Friendship. The American idea of friendship. I hear that all the time. French people will be amazed. They’ll say, “You’ll know someone for 2 minutes, and you’ll call them your friend; then you won’t have anything to do with them again.” And I’m like, “Yeah, that’s called friendship.” Whereas in France, in Normandy especially, people are really stand-offish. You can walk by someone’s house, and they’ll be sitting in front of their house, and they’ll just turn away. But if you meet them at a dinner party, then they know you. Then, you don’t want to walk by their house, because you’re going to have to talk to them. And if they have you over to their house for dinner, and you go—and then you have them over to your house for dinner—you’re stuck with them for the rest of your life. It’s like getting married or something. So I prefer the American way, where you call somebody your friend: You meet somebody, you go out to dinner or something, you run into a third party on the street, you say, “Yes, this is my friend Donna.” And then you never see that person again.

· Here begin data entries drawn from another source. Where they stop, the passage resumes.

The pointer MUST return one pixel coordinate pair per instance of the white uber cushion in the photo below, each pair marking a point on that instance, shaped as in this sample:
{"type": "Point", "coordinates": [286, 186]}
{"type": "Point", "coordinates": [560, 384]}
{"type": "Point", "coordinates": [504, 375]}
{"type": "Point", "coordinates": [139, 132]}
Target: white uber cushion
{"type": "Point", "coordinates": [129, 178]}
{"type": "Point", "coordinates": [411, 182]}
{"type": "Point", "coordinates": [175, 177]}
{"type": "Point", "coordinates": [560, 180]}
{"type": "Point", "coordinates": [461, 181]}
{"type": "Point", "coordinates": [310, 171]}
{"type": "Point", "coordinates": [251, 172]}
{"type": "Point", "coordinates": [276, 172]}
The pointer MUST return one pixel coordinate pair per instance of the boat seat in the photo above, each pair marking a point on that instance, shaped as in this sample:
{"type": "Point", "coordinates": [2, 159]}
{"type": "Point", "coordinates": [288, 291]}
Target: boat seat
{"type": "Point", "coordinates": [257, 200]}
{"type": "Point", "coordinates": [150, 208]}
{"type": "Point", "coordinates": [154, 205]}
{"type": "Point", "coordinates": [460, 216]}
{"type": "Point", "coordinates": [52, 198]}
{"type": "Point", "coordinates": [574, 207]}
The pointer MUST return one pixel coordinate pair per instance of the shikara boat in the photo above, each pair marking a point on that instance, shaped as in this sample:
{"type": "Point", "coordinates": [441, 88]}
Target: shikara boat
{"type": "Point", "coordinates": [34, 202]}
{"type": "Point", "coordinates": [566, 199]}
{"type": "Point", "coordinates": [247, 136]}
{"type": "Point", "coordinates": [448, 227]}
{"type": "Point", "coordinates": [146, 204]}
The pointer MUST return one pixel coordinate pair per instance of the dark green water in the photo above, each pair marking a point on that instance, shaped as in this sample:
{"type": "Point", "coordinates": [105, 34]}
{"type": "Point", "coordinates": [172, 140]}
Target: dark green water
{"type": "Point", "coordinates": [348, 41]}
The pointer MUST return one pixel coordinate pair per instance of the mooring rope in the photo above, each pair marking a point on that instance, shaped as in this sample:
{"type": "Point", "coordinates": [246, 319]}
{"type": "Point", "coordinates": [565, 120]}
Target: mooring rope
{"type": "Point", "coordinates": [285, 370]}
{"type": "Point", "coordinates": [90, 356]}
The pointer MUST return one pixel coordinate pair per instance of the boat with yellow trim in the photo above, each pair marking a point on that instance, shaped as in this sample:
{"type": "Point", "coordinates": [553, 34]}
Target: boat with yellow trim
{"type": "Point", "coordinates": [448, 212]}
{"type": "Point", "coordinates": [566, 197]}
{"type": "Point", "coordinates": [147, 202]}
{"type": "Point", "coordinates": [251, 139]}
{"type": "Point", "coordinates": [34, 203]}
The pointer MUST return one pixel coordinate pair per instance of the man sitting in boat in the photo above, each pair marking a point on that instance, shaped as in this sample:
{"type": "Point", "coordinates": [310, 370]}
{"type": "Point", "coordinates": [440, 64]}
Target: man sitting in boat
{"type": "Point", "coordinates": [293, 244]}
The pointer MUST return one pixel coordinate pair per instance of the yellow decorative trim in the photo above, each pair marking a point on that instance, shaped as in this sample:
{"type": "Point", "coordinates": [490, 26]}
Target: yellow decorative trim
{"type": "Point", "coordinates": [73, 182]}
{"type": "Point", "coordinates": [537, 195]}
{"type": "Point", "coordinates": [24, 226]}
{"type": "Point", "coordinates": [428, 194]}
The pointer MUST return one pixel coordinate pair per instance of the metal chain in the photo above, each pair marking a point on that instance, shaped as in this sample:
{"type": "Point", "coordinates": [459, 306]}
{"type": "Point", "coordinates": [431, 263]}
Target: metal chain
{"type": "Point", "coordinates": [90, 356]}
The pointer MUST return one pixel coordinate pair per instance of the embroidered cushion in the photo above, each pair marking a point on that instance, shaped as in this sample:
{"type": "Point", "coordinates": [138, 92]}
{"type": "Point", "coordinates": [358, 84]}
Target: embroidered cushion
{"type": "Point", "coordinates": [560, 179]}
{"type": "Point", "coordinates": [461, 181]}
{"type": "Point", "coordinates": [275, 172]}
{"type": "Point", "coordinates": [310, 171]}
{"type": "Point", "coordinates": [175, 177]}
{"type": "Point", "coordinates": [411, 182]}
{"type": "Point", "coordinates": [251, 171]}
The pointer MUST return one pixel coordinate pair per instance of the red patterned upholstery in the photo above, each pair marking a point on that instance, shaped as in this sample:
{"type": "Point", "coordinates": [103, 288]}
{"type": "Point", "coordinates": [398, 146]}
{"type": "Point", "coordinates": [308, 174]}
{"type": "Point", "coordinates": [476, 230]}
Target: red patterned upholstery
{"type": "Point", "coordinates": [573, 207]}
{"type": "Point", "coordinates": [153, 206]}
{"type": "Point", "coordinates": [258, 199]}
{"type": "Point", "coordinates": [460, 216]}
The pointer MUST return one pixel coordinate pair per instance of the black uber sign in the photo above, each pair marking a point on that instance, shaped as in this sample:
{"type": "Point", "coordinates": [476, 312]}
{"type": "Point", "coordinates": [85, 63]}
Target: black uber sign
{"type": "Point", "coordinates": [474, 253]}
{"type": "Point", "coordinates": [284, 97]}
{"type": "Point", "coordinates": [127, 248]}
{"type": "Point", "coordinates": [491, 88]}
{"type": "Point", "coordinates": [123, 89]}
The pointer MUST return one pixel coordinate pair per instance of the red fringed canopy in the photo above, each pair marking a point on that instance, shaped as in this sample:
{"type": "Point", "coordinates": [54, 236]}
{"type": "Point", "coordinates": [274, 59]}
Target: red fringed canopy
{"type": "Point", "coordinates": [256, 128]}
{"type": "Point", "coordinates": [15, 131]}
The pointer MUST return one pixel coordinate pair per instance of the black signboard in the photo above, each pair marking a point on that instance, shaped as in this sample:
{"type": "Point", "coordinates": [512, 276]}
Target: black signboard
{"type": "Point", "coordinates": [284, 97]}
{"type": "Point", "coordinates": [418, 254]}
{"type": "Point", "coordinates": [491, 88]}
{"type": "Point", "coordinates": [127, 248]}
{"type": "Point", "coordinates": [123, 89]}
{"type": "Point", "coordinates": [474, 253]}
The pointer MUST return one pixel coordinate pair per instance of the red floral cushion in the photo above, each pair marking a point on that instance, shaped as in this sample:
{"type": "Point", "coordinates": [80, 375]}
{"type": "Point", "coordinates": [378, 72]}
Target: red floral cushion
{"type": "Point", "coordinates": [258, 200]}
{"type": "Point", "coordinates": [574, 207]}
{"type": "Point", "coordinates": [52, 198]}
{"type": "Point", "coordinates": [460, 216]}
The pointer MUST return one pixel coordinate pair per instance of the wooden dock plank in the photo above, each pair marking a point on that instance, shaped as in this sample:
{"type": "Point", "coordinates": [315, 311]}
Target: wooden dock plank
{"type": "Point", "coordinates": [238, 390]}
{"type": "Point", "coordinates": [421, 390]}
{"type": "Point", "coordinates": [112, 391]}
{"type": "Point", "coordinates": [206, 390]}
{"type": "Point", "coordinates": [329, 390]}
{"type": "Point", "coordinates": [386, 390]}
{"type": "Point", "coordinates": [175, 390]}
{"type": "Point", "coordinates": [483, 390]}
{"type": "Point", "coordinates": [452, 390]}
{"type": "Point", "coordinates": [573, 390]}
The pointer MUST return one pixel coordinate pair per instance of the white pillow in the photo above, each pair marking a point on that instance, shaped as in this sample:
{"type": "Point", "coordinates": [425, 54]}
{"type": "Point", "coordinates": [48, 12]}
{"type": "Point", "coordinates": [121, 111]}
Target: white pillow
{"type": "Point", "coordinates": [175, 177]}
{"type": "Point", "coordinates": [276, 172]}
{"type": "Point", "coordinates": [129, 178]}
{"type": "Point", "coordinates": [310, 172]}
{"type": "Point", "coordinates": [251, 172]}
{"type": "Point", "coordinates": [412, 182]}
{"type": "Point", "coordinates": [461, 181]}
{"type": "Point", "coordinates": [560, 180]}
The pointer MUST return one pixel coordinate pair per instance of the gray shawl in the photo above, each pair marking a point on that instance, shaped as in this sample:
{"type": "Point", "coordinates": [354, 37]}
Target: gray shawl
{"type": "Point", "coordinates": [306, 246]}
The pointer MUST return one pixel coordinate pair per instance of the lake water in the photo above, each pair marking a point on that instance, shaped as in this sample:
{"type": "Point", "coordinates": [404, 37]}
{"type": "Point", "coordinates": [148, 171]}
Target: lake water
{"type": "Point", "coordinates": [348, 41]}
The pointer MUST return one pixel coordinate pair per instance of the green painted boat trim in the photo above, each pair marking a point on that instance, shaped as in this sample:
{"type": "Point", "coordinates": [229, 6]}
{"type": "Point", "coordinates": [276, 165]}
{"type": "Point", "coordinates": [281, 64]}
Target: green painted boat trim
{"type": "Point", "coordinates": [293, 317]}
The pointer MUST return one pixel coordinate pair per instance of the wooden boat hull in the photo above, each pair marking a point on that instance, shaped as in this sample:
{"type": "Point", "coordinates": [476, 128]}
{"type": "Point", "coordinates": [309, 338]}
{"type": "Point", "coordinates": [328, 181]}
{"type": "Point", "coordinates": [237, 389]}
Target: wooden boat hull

That’s beautiful to me. That’s perfect. That’s the way it should be. But French people don’t understand that at all.

What advice do you have for Americans visiting France? You must notice American tourists in Paris all the time.

I’m always sort of surprised when I walk through Paris, and I see people taking pictures. And I often think: you wouldn’t take a picture of that if you hadn’t already seen a picture of it. And then they they’ll go to a place to look at something that they’ve seen pictures of. And I’ve never quite understood that impulse. Or people will come with their checklist, things they think they have to see. I’ll often say to people, “Well are you going to go to the movies? Are you going to go to the supermarket?” And they’ll say, “Well, I can do that at home.” And it’s like—yeah, but it’s different. I mean, maybe those are just the sorts of things that I enjoy doing. And maybe even the movie thing is just completely stupid, because you’re just sitting in the dark; but I’ve just always appreciated the fact that people don’t talk in movies there.

What drew you to Paris?

The shopping. And it’s so beautiful. I think that was a big part of it, because I grew up in North Carolina, and then I lived in Chicago, and then I lived in New York. And Chicago and New York are both good places. New York is very exciting. Or it was for me when I lived there. But Paris is just so beautiful. For any American, it’s just sort of shocking to live in such a beautiful place. The countryside in America is very beautiful. And there are cities with nice parts to them—but they’re not nice for as long as Paris is nice. You go to an American city, and it can be nice for a few blocks; but then it turns into parking lots. I love living in a place where I can’t think of a single parking lot with a chain-link fence around it.

What do you recommend for people to do when they go to Paris?

I always tell people to go to a puppet show in the Luxembourg Gardens. Because it’s just enchanting. And even if you don’t speak French, it only lasts for 20 minutes, and there’s an intermission in the middle of it. But the kids there are so excited, and they’re just so—they’re a childless person’s idea of what a kid should be like. You know, they’re dressed really well. And they’re so excited, and they chant, “Gui-gnols! Gui-gnols! Gui-gnols!” (puppets) before the puppet show starts. And it’s just this great sort of old-fashioned place. And you tip the woman who seats you. And they sell little things. But they’re not horrible little things—they don’t have t-shirts and stuff like that. It’s just like the place that time forgot. And I send people to Drouot, the auction house. Because there are like 12 rooms: and in one room, they might be auctioning off 18th-century paintings, and in the next room, they’ve just got sealed boxes full of junk; next room, they’ve got someone’s jewelry collection. And you just wander from room to room. At first, I was intimidated. And then I realized: these are just guys from the flea market. People go to the Louvre, but that stuff’s going to be there forever. The paintings at the auction house are just going to be there today. So you can go, and you can look at what they’re going to be selling the next day. And they have catalogs, so you can look at for some of the fancier shows. I think that’s a great place to go.